Pirate Bay’s co-founders have lost their appeal against convictions for encouraging illegal file-sharing, and have had their collective fine increased by $2 million to $6.5 million.
On November 26, 2010, a Stockholm court of appeals ruled that Fredrik Neij, Peter Sunde and Carl Lundstrom remain guilty of helping Pirate Bay users illicitly share copyrighted music and film content via their website. While the Swedish appeals court did reduce each of their prison sentences from one year to between four and 10 months, it also raised the amount they have to pay in damages to the entertainment industry to $6.5 million.

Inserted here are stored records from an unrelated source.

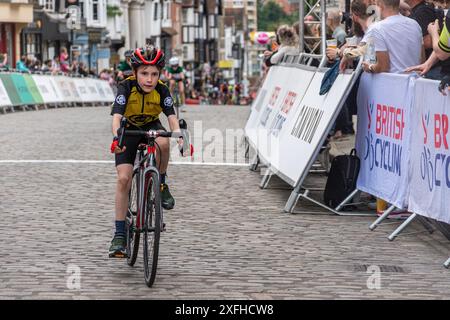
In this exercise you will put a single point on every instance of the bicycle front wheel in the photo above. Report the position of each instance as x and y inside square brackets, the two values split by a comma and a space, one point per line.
[152, 228]
[131, 230]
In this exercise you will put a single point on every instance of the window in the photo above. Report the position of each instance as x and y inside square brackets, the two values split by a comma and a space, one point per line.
[184, 19]
[212, 21]
[82, 9]
[185, 53]
[155, 12]
[49, 5]
[166, 11]
[95, 13]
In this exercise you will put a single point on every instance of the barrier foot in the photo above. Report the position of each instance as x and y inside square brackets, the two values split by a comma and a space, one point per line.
[247, 149]
[296, 195]
[402, 227]
[346, 200]
[265, 179]
[254, 164]
[292, 201]
[381, 218]
[424, 221]
[447, 263]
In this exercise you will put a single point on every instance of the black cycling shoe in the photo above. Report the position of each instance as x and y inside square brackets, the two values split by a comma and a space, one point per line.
[118, 247]
[168, 202]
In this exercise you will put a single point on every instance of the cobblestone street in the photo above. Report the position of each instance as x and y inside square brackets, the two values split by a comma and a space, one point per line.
[225, 239]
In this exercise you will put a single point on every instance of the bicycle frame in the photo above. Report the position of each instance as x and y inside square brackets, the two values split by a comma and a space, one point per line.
[146, 165]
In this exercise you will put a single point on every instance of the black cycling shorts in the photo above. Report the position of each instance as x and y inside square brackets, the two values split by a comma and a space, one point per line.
[132, 142]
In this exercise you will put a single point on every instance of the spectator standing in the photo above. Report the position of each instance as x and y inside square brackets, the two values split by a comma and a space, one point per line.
[334, 23]
[64, 60]
[397, 40]
[288, 41]
[4, 60]
[21, 64]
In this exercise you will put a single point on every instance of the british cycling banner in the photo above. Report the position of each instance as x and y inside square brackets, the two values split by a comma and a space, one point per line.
[430, 153]
[4, 98]
[382, 140]
[47, 89]
[267, 96]
[308, 123]
[284, 99]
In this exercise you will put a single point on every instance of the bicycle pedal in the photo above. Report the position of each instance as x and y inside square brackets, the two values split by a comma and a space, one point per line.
[118, 255]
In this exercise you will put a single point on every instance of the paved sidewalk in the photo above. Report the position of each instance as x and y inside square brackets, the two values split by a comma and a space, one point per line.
[226, 238]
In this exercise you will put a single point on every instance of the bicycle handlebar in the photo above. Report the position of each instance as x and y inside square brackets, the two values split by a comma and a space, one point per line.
[152, 133]
[187, 147]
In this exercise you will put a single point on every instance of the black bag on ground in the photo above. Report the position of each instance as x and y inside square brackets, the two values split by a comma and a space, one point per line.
[341, 179]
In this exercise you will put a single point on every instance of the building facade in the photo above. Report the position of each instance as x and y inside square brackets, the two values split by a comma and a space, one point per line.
[15, 15]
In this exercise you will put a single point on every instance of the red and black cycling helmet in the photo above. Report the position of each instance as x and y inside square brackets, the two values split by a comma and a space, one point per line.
[148, 55]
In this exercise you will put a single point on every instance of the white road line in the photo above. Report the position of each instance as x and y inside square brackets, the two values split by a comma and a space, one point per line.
[229, 164]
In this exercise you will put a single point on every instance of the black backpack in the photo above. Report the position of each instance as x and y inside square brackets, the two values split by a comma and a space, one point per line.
[341, 179]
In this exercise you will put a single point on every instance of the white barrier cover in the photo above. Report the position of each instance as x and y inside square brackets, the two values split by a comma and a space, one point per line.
[4, 98]
[46, 88]
[307, 123]
[73, 89]
[82, 88]
[430, 153]
[100, 90]
[55, 88]
[268, 92]
[93, 94]
[285, 90]
[109, 93]
[382, 140]
[65, 88]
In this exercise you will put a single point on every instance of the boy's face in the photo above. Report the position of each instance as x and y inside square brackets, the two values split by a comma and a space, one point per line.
[147, 77]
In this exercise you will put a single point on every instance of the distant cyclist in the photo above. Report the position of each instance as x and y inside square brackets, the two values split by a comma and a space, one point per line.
[140, 98]
[175, 75]
[124, 66]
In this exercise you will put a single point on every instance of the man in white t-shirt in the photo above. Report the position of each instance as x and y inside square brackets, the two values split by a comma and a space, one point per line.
[397, 40]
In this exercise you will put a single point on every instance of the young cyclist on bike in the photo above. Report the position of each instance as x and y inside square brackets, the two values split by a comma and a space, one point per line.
[175, 75]
[140, 98]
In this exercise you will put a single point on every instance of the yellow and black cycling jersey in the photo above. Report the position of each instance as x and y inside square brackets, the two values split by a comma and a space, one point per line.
[444, 38]
[139, 107]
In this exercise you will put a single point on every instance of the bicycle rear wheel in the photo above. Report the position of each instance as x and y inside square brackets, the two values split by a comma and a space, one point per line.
[177, 105]
[133, 234]
[152, 228]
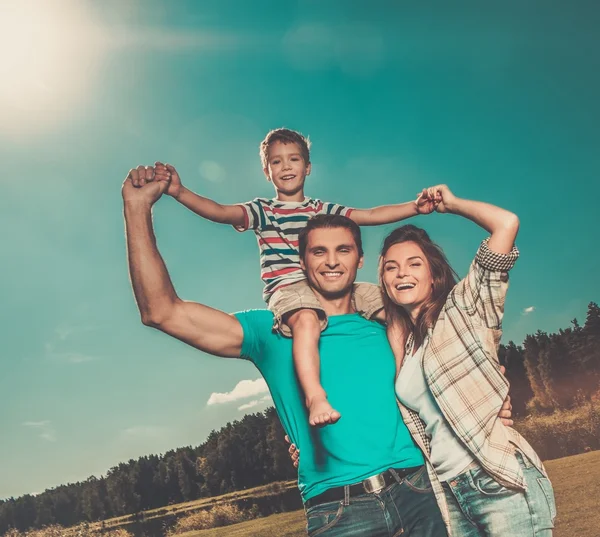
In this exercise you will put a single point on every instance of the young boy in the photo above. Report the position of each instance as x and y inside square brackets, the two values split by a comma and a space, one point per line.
[276, 222]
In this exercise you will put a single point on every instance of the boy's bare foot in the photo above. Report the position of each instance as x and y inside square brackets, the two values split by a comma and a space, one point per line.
[321, 413]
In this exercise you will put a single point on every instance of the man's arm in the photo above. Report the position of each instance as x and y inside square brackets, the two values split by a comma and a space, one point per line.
[384, 214]
[205, 328]
[205, 207]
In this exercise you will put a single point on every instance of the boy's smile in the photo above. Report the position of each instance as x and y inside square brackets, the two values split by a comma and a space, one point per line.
[287, 170]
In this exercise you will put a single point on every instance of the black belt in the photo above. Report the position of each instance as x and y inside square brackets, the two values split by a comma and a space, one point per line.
[371, 484]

All four Pirate Bay co-founders were found guilty in April 2010 of assisting in the distribution of copyrighted content. The fourth co-founder convicted in April 2010, Gottfrid Svartholm Warg, did not appear at the appeals court hearings, citing illness.
Following the ruling, Sunde vowed to take the appeal “to the highest court”. Defense lawyers for Neij and Lundstrom said they were not surprised but disappointed by the ruling and confirmed that they would probably appeal to the European Supreme Court.
The four Pirate Bay co-founders were ordered to pay damages to 17 different music and media companies including Sony BMG, Universal, EMI, Warner Music, MGM and 20th Century Fox, having being found guilty of making 33 specific files accessible for illegal sharing.
Neij, 32, must now serve 10 months in prison; Sunde, 32, will serve eight months, and Lundstrom, 50, will serve four. Svartholm, the youngest of the four at 26 years old, will have his case heard at a later date.
See GrayZone 4Q 2009 Digest: Click Here
RIAA Wins Big in Third Minn. Downloader Trial
Jammie Thomas-Rasset, the Minnesota woman who has been found guilty of illegally downloading and sharing songs online in 2006, has lost another round in court.
On November 3, 2010, a jury in Minneapolis decided that she was liable for $1.5 million in copyright infringement damages to Capitol Records, or $62,500 for each song she illegally shared in April 2006. The RIAA who represents the four major music labels in the case applauded the verdict.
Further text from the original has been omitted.